火薬について。火縄銃に用いるのは硝石(硝酸カリウムを主とした硫黄、木炭などの混合物)です。日本ではほとんど産出しないので初めは輸入していましたが、後に土中から硝酸塩を取り出して作る塩硝により国産化されます。紀州(和歌山県)の根来寺など、戦国時代には火縄銃で有力でしたが、この硝酸塩の生成のノウハウを把握していたようです。
なお硝石について、制度上は三河などしか作ってないはずですが、加賀前田家(石川県)では合掌造りの五箇山で硝石を隠れて製造していました。加賀の前田は文化的で平和的なイメージですが全く違います。
三河木綿が火縄銃にも使われたか?
三河は木綿の産地でした。
『類聚国史』799年や『日本後記』840年によると崑崙人(東南アジア?)が現在の西尾市福地に綿種を持って漂着。これが日本の綿の伝来という伝承ですが、その後の製造と継続が確認できません。西尾市に神社があります。

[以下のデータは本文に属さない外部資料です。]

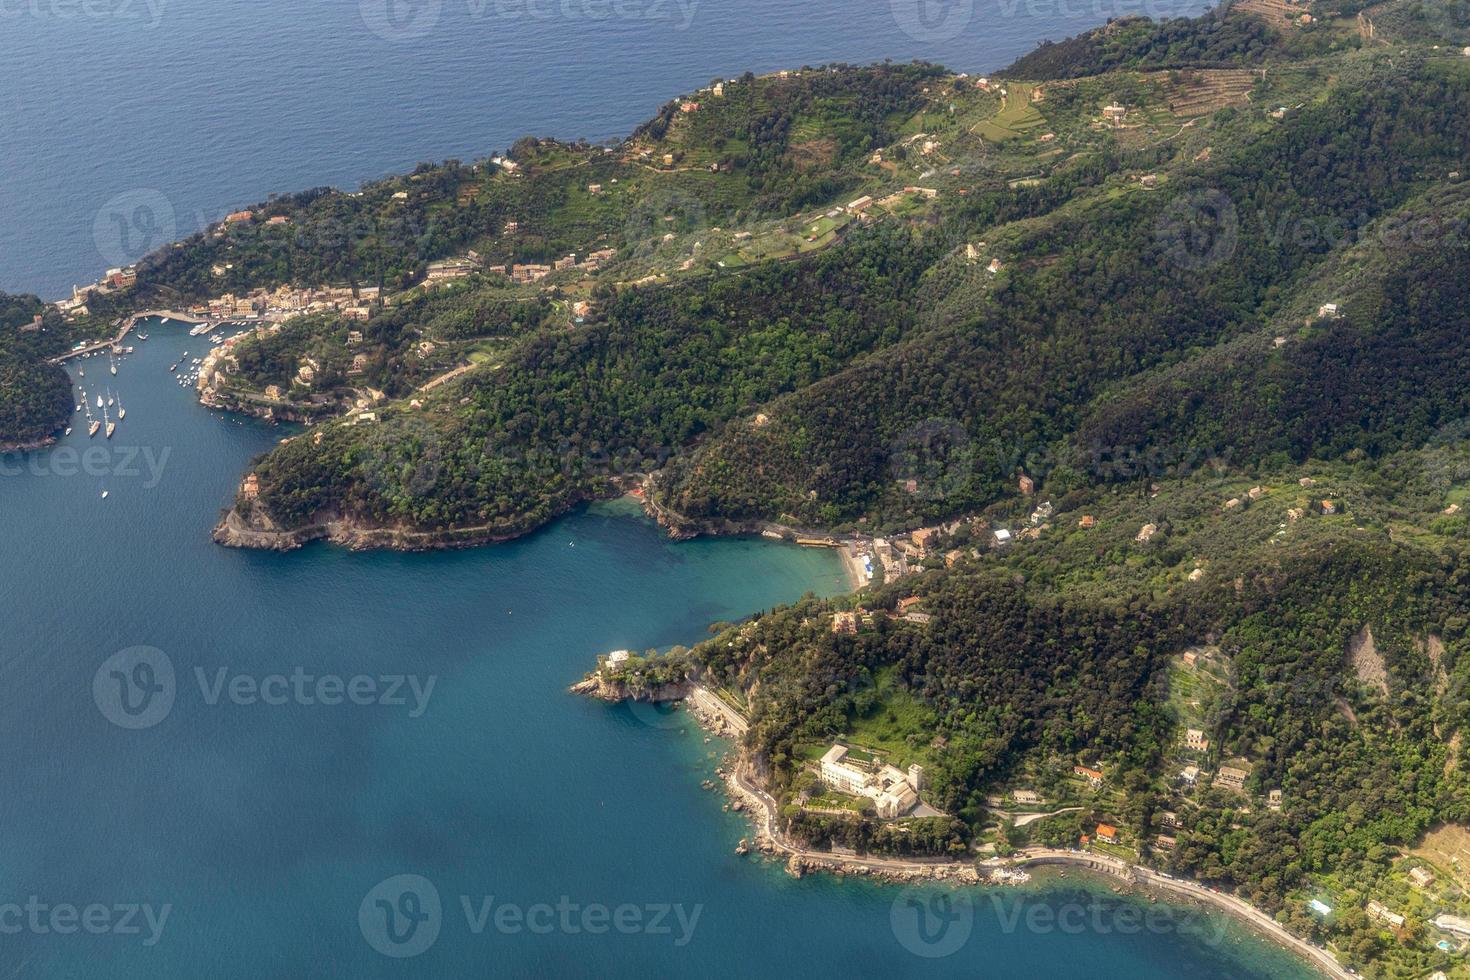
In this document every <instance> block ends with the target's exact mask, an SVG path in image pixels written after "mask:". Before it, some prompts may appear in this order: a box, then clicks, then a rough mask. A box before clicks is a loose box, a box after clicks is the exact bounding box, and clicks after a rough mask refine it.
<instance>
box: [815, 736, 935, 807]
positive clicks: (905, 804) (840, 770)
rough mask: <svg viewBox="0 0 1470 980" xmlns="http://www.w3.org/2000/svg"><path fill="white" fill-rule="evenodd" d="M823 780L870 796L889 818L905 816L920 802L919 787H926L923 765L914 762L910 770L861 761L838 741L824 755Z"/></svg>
mask: <svg viewBox="0 0 1470 980" xmlns="http://www.w3.org/2000/svg"><path fill="white" fill-rule="evenodd" d="M817 771H819V776H820V777H822V783H823V785H825V786H829V788H831V789H835V790H838V792H841V793H848V795H850V796H867V798H869V799H872V801H873V802H875V804H876V805H878V815H879V817H883V818H885V820H892V818H894V817H901V815H904V814H906V813H908V811H910V810H913V808H914V807H917V805H919V790H920V789H922V788H923V765H917V764H914V765H910V767H908V773H907V774H906V773H904V771H903V770H900V768H898V767H897V765H889V764H886V763H879V760H876V758H875V760H873V761H872V763H863V761H857V760H854V758H848V749H847V746H845V745H841V743H836V745H833V746H832V748H829V749H828V751H826V755H823V757H822V764H820V767H819V770H817Z"/></svg>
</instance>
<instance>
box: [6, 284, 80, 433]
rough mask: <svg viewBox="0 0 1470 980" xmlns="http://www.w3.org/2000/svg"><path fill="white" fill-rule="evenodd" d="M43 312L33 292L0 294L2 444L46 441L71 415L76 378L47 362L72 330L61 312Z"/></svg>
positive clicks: (60, 427)
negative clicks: (68, 326)
mask: <svg viewBox="0 0 1470 980" xmlns="http://www.w3.org/2000/svg"><path fill="white" fill-rule="evenodd" d="M43 313H44V306H43V304H41V301H40V300H38V298H35V297H34V295H7V294H4V292H0V447H25V445H34V444H37V442H41V441H44V439H47V438H49V436H51V435H54V433H56V432H57V429H60V428H62V425H65V423H66V419H69V417H71V414H72V385H71V379H68V376H66V372H65V370H62V369H60V367H57V366H54V364H49V363H47V361H46V359H47V357H51V356H54V354H57V353H60V351H62V350H65V347H66V339H68V336H69V334H68V331H66V328H65V325H63V323H62V319H60V317H59V316H54V314H53V316H44V317H43ZM35 317H43V319H41V320H40V325H38V326H37V320H35Z"/></svg>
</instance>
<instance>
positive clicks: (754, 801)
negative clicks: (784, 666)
mask: <svg viewBox="0 0 1470 980" xmlns="http://www.w3.org/2000/svg"><path fill="white" fill-rule="evenodd" d="M728 785H729V786H731V789H732V790H734V792H735V793H736V795H738V796H741V798H742V799H744V801H745V802H747V804H754V805H759V807H760V810H761V814H760V815H759V817H757V827H759V832H760V837H764V839H766V840H769V842H770V845H772V846H773V848H775V849H776V851H779V852H782V854H786V855H791V857H798V858H803V860H804V861H807V862H810V864H811V865H816V867H825V868H848V870H857V868H866V870H869V871H879V873H886V874H894V876H901V877H936V879H938V877H950V874H942V871H947V870H953V871H956V873H958V876H963V874H964V873H966V871H970V870H972V868H970V865H969V864H967V862H960V861H948V860H945V858H935V860H931V861H920V860H908V861H904V860H897V858H878V857H848V855H841V854H832V852H829V851H808V849H806V848H801V846H797V845H795V843H792V842H791V840H788V839H785V837H784V836H782V835H781V832H779V830H778V829H776V801H775V799H773V798H772V796H770V793H767V792H766V790H764V789H761V788H760V786H757V785H756V783H754V780H751V779H750V776H748V774H747V773H745V771H742V768H741V767H739V764H736V765H735V767H734V768H732V770H731V776H729V779H728ZM751 815H753V817H756V814H751ZM1028 864H1050V865H1057V864H1066V865H1075V867H1080V868H1086V870H1092V871H1103V873H1105V874H1113V876H1116V877H1122V879H1125V880H1130V882H1141V883H1145V884H1148V886H1151V887H1155V889H1158V890H1161V892H1169V893H1173V895H1179V896H1183V898H1192V899H1197V901H1201V902H1207V904H1210V905H1214V907H1216V908H1220V909H1223V911H1226V912H1230V914H1233V915H1236V917H1239V918H1242V920H1244V921H1247V923H1248V924H1251V926H1252V927H1254V929H1255V930H1257V932H1261V933H1264V934H1266V936H1270V937H1272V939H1274V940H1277V942H1279V943H1282V945H1283V946H1286V948H1288V949H1291V951H1294V952H1297V954H1298V955H1301V956H1304V958H1305V959H1307V961H1308V962H1311V964H1313V965H1314V967H1317V968H1319V970H1320V971H1322V973H1323V974H1324V976H1327V977H1333V980H1354V977H1355V974H1352V973H1349V971H1348V970H1345V968H1344V967H1342V965H1341V964H1339V962H1338V961H1336V958H1335V956H1333V955H1332V954H1330V952H1327V951H1326V949H1322V948H1320V946H1314V945H1313V943H1310V942H1307V940H1304V939H1301V937H1298V936H1294V934H1292V933H1289V932H1286V929H1285V927H1282V924H1280V923H1277V921H1276V920H1274V918H1272V917H1270V915H1267V914H1266V912H1263V911H1261V909H1258V908H1255V907H1254V905H1251V904H1250V902H1245V901H1244V899H1239V898H1235V896H1233V895H1225V893H1222V892H1214V890H1210V889H1207V887H1205V886H1202V884H1198V883H1195V882H1186V880H1182V879H1175V877H1169V876H1164V874H1160V873H1157V871H1151V870H1148V868H1142V867H1138V865H1130V864H1126V862H1123V861H1119V860H1117V858H1111V857H1107V855H1101V854H1089V852H1080V851H1054V849H1048V848H1028V849H1025V851H1020V852H1017V854H1016V855H1014V857H1011V858H994V860H991V861H983V862H979V867H982V868H988V870H1001V868H1016V867H1025V865H1028ZM978 877H979V876H978V874H976V879H978Z"/></svg>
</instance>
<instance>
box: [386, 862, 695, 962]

国産木綿が初めて文献で確認できるのは、永正7年(1510)に興福寺大乗院に残る「永正年忠記」に年貢180文相当として「三川木綿」をとったとして記されています。最初に綿業が根を下ろした土地は三河であり、家康の祖父清康の永正年間(1504~1520)既に綿織物業が興っていたことが確認できます。江戸時代には三河で綿の栽培と綿織物が盛んになり、「三白木綿」として江戸に送られています。
なぜここで木綿なのか。火縄銃との関係です。
火縄銃は西洋のマッチロック式マスケットと同様なので点火用に導火線を付けます。また浸みこませる薬剤は花火で述べた硝石です。ゆっくり燃える必要があるので細い紐を縒り合わせてあります。これが火縄です。
一方で、火縄は火が消えやすい弱点があります。ここで木綿の出番です。当初は麻が使用されていましたが綿の紐に変化したのは紐の中に火薬を入れることで燃焼力も上がり、湿度に対しても強いからです。
長篠の合戦は現在の暦で6月29日。梅雨真っただ中。雨天でなくても湿度が高い時期です。ここで麻より湿度に強い三河木綿の火縄が役に立ち、勝利に貢献したのかもしれない、という私の勝手な想像です。雨だったら火縄銃が全く使えずに勝敗逆転したかもしれません。
なお木綿は衣服には肌触りが良い特徴があります。徳川改姓や三河守叙任での朝廷へ根回し工作する際の公家へのワイロアイテムにもなっていたに違いありません。
家康の時代の軍事技術は「平和の配当」としての岡崎の産業を支える
現在にも続く岡崎の産業の端緒がこの「どうする家康」の戦国時代の軍事技術との関係と言う観点で考え、ドラマと岡崎がより身近に感じられるのではないか、という「愚管」です。